Three big transformers were secured in Detroit, and accompanied by engineers and skilled workmen from the Cadillac plant, were rushed to Dayton by special train.

These volunteer helpers took off their coats and went to work with as much enthusiasm as was displayed by the Delco people themselves, and on Monday morning, one day less than two weeks after the flood poured down upon the city, power from the electric lighting station was secured and the Delco plant resumed operations. It was one of the first plants in the city to recover from the effects of the disaster.

Other automobile companies using Delco equipment were equally prompt in sending men and trucks to help in the rehabilitation of the plant and in the installation of new machinery. And all this generous co-operation contributed in no small way to the promptness with which the Delco factory got under way again.

The problems were not all solved, however, when the factory resumed work.

Of the thousand or more employes connected with the Delco plant, over 200 who owned their own houses were homeless on account of the flood.

As soon as the employes could be gotten together after the waters had receded, each man was asked to fill out a registration blank giving full information as to his personal loss; how he had been getting along since the flood and what he needed in order to get him back into his home.

With this registration as a working basis, plans were immediately perfected by the Delco Company for the relief of employe who needed help.

A large automobile truck was purchased and a reconstruction crew consisting of house-movers, foundation builders, carpenters, paper hangers, painters and furniture repairmen was put to work at the expense of the Delco Company, to repair the damage that had been done to the homes of the Delco employes.

By this method, the men themselves were enabled to return to work immediately, entirely free from worry insofar as their families and homes were concerned.

Arrangements were also made by which any who needed furniture or supplies could get them without the immediate expenditure of money.

The great Delco factories are now running almost as smoothly and efficiently as ever.
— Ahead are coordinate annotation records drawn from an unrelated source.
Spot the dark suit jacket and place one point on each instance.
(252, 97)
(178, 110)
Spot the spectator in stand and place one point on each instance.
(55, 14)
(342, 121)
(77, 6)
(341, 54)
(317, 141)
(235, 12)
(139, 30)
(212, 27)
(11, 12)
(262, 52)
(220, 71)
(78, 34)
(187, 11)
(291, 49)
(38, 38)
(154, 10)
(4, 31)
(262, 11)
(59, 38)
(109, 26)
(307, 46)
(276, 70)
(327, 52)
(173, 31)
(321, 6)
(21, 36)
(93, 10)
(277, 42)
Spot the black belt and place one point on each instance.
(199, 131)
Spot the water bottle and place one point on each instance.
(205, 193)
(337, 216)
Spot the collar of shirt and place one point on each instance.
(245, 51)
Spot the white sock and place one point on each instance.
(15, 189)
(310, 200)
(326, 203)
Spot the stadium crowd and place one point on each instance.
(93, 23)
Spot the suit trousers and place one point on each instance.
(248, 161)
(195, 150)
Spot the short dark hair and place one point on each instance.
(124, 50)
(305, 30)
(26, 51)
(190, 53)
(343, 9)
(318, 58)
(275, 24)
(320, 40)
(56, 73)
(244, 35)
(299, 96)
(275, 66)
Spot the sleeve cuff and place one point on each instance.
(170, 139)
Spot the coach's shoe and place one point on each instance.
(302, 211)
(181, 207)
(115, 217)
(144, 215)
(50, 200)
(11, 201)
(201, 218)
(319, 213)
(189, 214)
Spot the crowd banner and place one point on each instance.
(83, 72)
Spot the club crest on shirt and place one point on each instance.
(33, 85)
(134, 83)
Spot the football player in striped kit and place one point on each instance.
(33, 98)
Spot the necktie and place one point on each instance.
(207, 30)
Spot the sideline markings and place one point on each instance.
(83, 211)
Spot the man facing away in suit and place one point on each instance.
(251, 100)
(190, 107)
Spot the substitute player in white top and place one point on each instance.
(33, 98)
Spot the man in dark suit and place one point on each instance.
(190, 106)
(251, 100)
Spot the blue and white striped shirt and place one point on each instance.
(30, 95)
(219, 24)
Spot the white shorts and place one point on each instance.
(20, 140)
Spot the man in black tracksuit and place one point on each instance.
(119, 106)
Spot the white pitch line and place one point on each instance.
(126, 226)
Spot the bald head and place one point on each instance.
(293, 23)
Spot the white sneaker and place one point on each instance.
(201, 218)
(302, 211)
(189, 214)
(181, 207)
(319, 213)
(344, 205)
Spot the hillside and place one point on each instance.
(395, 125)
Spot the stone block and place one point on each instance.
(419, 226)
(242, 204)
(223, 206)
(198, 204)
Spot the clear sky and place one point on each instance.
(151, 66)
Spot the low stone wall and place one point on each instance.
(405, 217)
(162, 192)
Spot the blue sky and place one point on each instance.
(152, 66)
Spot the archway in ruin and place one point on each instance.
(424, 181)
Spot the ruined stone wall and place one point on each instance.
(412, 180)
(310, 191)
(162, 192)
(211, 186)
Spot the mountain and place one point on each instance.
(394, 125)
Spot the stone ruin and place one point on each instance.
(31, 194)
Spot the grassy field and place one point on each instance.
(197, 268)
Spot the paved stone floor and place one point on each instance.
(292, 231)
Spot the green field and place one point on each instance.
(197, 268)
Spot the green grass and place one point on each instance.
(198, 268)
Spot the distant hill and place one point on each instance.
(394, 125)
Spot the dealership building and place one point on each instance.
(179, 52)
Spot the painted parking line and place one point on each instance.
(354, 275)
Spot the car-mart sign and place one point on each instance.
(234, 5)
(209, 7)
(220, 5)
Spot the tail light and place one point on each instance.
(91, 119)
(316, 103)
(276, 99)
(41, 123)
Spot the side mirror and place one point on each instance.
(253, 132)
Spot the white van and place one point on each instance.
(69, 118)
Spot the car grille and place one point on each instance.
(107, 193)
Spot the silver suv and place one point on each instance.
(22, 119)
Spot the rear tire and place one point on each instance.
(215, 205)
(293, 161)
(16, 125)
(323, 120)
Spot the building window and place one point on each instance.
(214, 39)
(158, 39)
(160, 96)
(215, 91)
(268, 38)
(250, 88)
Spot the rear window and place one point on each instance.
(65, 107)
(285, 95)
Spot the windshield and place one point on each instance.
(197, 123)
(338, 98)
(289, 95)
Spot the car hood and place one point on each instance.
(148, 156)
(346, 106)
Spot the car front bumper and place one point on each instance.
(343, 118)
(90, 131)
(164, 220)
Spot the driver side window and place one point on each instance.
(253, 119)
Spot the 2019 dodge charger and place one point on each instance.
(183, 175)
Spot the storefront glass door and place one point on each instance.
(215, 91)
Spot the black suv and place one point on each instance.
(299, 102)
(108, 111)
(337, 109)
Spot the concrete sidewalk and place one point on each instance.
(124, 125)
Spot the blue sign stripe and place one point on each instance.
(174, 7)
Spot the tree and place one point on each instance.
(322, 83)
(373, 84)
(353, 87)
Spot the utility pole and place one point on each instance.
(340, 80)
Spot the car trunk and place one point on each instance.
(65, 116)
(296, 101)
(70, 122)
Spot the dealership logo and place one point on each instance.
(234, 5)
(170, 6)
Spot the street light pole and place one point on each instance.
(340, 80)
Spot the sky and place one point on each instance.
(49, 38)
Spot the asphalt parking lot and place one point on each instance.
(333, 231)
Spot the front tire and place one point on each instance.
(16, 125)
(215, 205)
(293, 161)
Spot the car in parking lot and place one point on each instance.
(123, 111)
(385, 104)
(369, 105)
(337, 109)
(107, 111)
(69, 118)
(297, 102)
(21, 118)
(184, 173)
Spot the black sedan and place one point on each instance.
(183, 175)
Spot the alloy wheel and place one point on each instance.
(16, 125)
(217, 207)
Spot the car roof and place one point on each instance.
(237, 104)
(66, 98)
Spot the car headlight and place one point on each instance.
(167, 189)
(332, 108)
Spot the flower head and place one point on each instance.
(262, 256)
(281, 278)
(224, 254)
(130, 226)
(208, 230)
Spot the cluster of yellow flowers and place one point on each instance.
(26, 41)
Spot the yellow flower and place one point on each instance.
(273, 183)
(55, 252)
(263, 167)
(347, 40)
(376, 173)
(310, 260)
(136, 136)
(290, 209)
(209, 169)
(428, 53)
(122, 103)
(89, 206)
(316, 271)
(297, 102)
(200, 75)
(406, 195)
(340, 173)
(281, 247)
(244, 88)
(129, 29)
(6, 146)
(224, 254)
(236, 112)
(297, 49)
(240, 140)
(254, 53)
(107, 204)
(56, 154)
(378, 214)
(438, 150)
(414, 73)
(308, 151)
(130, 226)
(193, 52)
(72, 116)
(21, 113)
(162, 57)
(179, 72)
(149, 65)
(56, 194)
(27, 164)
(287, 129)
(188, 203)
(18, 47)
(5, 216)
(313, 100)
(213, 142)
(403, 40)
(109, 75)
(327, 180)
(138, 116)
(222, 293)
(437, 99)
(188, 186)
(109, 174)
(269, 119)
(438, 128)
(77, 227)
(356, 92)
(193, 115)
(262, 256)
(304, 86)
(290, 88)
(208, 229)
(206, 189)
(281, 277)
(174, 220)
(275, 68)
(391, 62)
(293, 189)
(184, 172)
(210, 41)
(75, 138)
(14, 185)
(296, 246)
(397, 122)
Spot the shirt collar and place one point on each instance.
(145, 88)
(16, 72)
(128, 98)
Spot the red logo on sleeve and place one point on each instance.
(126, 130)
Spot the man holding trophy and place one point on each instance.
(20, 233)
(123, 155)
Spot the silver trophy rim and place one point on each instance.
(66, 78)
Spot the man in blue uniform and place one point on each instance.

The employes are getting back into their homes as quickly as possible. The work of reconstruction will take some time, but it is being pushed with vigor and will be accomplished at the earliest possible moment.

And in almost all parts of Dayton this same spirit prevails. The flood is a thing of the past. The new Dayton is rising greater, more powerful, more energetic, more resourceful than ever.

The people of Dayton are profoundly grateful to the big-hearted generosity of the Nation that responded so wonderfully with provisions and money and offers of help in their time of need. It was a marvelous demonstration of the spirit of brotherhood that rises dominant in times of great stress and makes us thrill with pride for the citizenship of this great country of ours.